De Europese Unie heeft al eens een uniforme aanpak voor heel Europa voorgesteld. Dat werd uitgebreid naar een breder voorstel van de G20. Daarnaast heeft ook de Organisatie voor Economische Samenwerking en Ontwikkeling (OESO) gezegd dat zij overeenstemming zou bereiken over mondiale regels die voor 137 landen zouden gelden.

Inmiddels is de Franse belastingdienst begonnen met het incasseren van miljoenen euro’s van Amerikaanse techreuzen: een belasting van 3 procent van de (lokale) omzet van de zogenaamde GAFA bedrijven: Google, Apple, Facebook en Amazon.

Uit Brussel is de afgelopen maanden helemaal een gure wind gaan blazen. De Europese Commissie is een concurrentiezaak begonnen tegen Amazon. De retailer zou zijn positie misbruiken door data te verzamelen van anderen die via het platform verkopen en eigen producten hoger in de zoekresultaten te plaatsen.

Toezichthouders van de Europese Unie hebben op de valreep van 2020 plannen voor strengere regels gepresenteerd: Platforms moeten meer openheid gaan geven over hoe hun algoritmes werken. Ze moeten bijvoorbeeld duidelijk maken waarom bepaalde artikelen of video’s aangeraden worden. Ook moeten gebruikers de optie krijgen dat platforms geen aanbevelingen meer doen op basis van een profiel.

Als een techbedrijf herhaaldelijk in de fout gaat, wil de Europese Commissie dat bedrijf gaan opbreken. Dat kan gebeuren als een techbedrijf in een periode van vijf jaar tot drie keer toe een boete heeft gekregen.

Ook in hun thuisland hoeven techreuzen niet meer op sympathie te rekenen. Het is vooral dankzij president Trump dat ook Amerika kritischer is geworden op Big Tech. Bij de regering Trump vatte namelijk het idee post dat bedrijven als Twitter, Google en Facebook conservatieve geluiden onderdrukken.

In mei 2020 kwam Trump al met een decreet om socialmediabedrijven verantwoordelijk te houden voor de geplaatste content. Directe aanleiding was een conflict met Twitter dat een bericht van Trump markeerde als ‘mogelijk misleidend’. Dat zou het platform ook daarna nog vele malen doen.

In juli moesten Mark Zuckerberg, Sundar Pichai, Jeff Bezos en Tim Cook verschijnen voor een antitrustcommissie van het Amerikaanse Huis van Afgevaardigden. Doel was om te bepalen of wetten gewijzigd moeten worden om problemen op het gebied van concurrentie aan te pakken, maar de Republikeinen namen de gelegenheid te baat om de CEO’s eens flink uit te horen over de vermeende censuur van conservatieve opinies op sociale netwerken.

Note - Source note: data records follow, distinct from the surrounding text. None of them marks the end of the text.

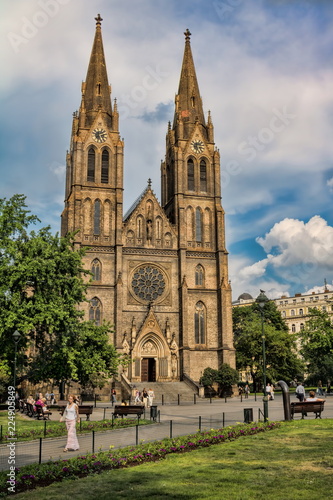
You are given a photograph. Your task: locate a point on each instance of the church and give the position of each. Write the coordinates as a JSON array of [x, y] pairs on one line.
[[159, 271]]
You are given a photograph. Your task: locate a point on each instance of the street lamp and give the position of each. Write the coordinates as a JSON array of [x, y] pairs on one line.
[[16, 338], [261, 300]]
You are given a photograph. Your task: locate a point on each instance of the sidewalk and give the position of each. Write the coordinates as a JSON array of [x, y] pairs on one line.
[[174, 419]]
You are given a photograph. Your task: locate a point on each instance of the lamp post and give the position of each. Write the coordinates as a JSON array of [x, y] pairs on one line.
[[16, 338], [261, 300]]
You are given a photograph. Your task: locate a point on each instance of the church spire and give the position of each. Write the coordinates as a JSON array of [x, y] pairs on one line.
[[188, 109], [96, 89]]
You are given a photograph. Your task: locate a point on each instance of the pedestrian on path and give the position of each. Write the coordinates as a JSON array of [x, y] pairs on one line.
[[71, 416], [145, 397], [300, 392], [151, 396]]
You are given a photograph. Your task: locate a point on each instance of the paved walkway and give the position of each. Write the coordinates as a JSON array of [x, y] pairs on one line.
[[175, 420]]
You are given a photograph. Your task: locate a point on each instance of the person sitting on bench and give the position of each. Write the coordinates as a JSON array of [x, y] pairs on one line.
[[312, 397]]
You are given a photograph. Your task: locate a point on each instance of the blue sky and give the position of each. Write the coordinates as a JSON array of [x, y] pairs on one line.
[[265, 72]]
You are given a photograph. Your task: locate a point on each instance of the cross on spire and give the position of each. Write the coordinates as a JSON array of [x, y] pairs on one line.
[[187, 34], [98, 20]]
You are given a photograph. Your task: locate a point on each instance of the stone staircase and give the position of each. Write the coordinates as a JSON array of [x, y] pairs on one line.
[[169, 390]]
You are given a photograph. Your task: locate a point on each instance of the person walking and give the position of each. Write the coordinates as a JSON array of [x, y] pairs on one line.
[[71, 416], [151, 396], [137, 399], [300, 392], [114, 396], [145, 397]]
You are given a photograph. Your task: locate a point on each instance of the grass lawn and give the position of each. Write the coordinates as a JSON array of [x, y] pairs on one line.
[[290, 463], [29, 429]]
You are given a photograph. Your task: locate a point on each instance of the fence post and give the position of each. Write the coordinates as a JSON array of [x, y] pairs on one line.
[[40, 450]]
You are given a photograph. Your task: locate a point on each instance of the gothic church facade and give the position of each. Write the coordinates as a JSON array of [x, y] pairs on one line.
[[160, 272]]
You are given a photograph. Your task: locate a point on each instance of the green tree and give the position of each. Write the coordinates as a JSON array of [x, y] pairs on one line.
[[282, 362], [42, 283], [316, 341], [225, 377]]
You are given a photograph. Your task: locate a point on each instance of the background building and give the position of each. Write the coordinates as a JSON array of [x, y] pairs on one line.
[[160, 272], [295, 310]]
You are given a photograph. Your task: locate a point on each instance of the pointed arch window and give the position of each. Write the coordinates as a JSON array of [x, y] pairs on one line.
[[198, 224], [203, 176], [199, 275], [200, 323], [91, 165], [96, 270], [95, 311], [105, 166], [97, 217], [190, 175]]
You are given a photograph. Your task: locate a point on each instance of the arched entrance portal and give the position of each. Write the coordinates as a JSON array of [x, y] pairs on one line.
[[148, 370]]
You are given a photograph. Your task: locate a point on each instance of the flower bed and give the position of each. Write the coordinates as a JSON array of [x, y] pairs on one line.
[[31, 476]]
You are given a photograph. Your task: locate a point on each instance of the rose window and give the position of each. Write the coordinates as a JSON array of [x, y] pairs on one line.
[[148, 283]]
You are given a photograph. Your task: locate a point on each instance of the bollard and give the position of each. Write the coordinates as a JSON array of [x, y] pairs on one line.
[[40, 450]]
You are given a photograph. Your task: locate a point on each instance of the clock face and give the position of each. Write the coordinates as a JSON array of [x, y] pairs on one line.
[[197, 146], [99, 135]]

De eerste serieuze aanklachten liggen nu op tafel: Toezichthouder FTC wil Facebook in stukken hakken, want Amerikaanse consumenten zouden te weinig keuze hebben uit sociale netwerken en kunnen daardoor hun privacy niet goed beschermen. In twee aparte rechtszaken, die zich nog jaren kunnen voorslepen, willen FTC en openbare aanklagers van diverse staten een einde aan dit monopolie maken.

Het Amerikaanse ministerie van Justitie klaagde op zijn beurt Google officieel aan voor het misbruiken van zijn monopoliepositie. Het bedrijf zou zijn marktmacht gebruiken om concurrenten buitenspel te zetten via exclusieve contracten en overeenkomsten. Google betaalde bijvoorbeeld miljarden dollars aan Apple om de Google-zoekmachine als standaardoptie te gebruiken op de iPhone.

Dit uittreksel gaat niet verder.